Unquestionably, that’s a tall order. I put in 6-7 hours before writing this review and felt like I had seen most of what it had to offer outside of the aforementioned locked cosmetic and lore items. Arcade pursuits may want to try for a one life run while besting high scores – this is intended to be an arcade-style experience, after all. There doesn’t appear to be online leaderboards though, which seems a missed opportunity to extend replay value.

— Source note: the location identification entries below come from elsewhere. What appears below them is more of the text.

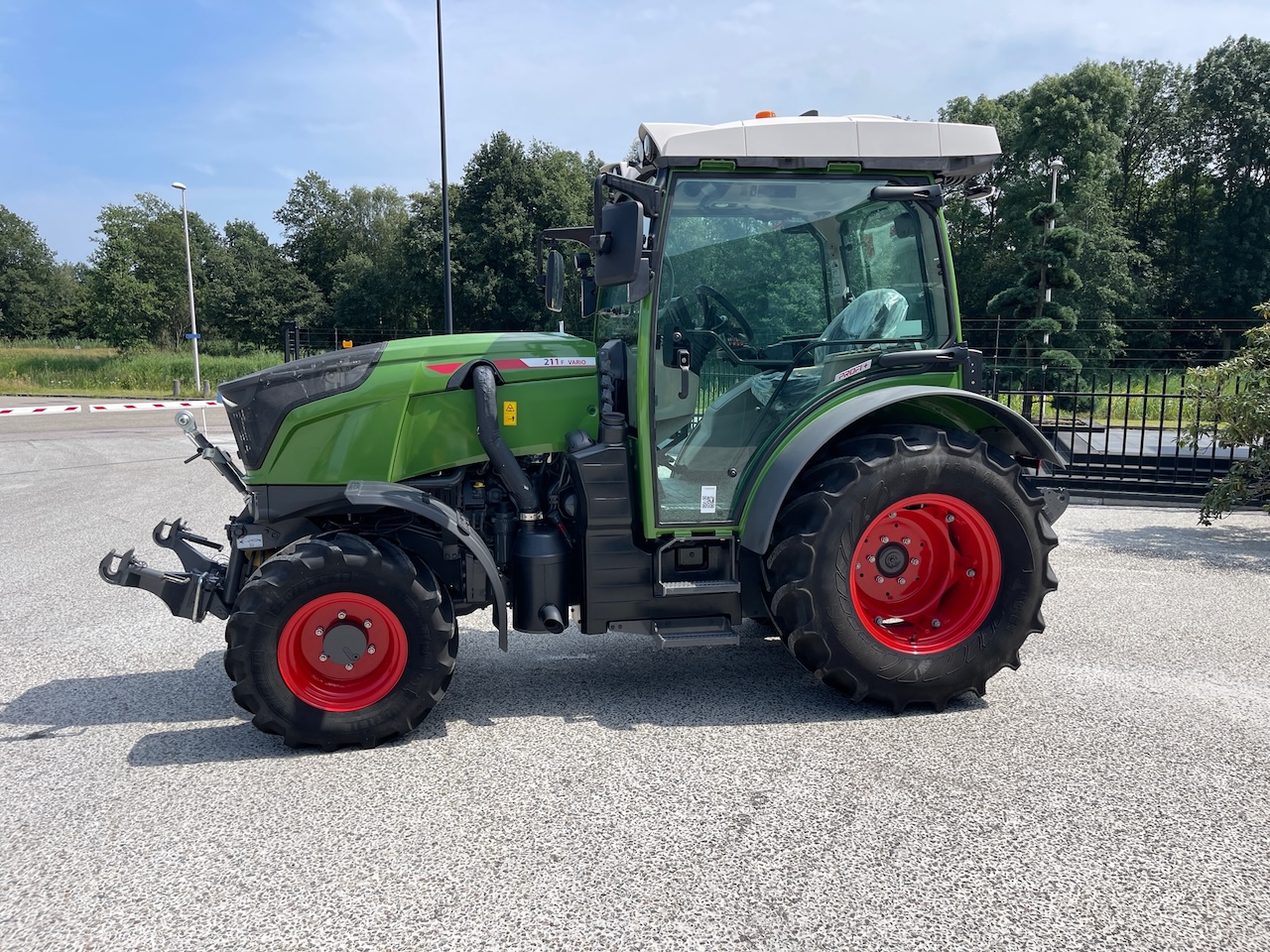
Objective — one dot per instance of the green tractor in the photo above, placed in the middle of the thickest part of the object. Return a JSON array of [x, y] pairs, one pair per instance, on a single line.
[[776, 419]]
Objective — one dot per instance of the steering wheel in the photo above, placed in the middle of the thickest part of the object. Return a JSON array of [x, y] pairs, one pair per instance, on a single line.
[[717, 320]]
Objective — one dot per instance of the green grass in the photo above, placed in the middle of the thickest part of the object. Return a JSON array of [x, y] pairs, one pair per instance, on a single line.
[[100, 371]]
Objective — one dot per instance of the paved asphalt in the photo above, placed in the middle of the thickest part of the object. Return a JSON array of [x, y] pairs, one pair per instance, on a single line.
[[593, 793]]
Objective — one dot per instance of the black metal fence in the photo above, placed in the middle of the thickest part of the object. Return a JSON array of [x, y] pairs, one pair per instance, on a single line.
[[1121, 431]]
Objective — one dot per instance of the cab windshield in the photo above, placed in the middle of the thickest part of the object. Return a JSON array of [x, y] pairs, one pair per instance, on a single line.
[[772, 291]]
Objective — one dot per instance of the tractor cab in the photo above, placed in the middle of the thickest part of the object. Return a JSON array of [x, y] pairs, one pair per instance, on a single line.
[[772, 266]]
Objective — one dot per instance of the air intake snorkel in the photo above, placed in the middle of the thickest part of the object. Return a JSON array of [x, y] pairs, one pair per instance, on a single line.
[[540, 556]]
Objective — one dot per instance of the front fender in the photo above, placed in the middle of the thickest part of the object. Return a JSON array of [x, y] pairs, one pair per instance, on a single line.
[[394, 495], [957, 409]]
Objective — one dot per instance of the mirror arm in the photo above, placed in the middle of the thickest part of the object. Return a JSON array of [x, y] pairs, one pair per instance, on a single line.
[[644, 193]]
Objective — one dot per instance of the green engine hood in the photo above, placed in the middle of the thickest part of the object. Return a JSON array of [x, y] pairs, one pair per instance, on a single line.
[[393, 412]]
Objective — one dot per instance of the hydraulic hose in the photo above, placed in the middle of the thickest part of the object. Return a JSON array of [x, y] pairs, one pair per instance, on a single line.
[[500, 456]]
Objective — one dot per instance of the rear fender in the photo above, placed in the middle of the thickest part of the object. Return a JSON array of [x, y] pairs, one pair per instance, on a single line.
[[394, 495], [943, 407]]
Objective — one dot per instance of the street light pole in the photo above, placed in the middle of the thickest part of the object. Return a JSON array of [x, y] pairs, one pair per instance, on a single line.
[[1055, 168], [444, 185], [190, 275]]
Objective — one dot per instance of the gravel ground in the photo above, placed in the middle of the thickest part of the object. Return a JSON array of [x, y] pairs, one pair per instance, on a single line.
[[593, 793]]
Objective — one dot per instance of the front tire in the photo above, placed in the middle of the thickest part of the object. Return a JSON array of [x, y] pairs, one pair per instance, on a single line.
[[339, 640], [911, 567]]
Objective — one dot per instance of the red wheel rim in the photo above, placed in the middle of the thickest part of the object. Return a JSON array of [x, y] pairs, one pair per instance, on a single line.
[[925, 574], [341, 652]]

While I found Air Twister’s difficulty fair, getting a little further after every visit to the upgrade map, I imagine dusting yourself off and trying again isn’t everyone’s preferred way to play in this modern age. By the time the credits roll, you’re going to be very familiar with the opening stages. Yet, Air Twister can also be considered a success, scratching that Space Harrier itch while providing a memorable and dreamlike experience. Those weaned on the arcade classics of yore will certainly want to ‘Get Ready’ and soar through its psychedelic skies.

YS Net’s Air Twister is out Nov 10th on all formats. Published by ININ Games. Physical releases are available for Switch and PS5. It first released on Apple Arcade in 2022.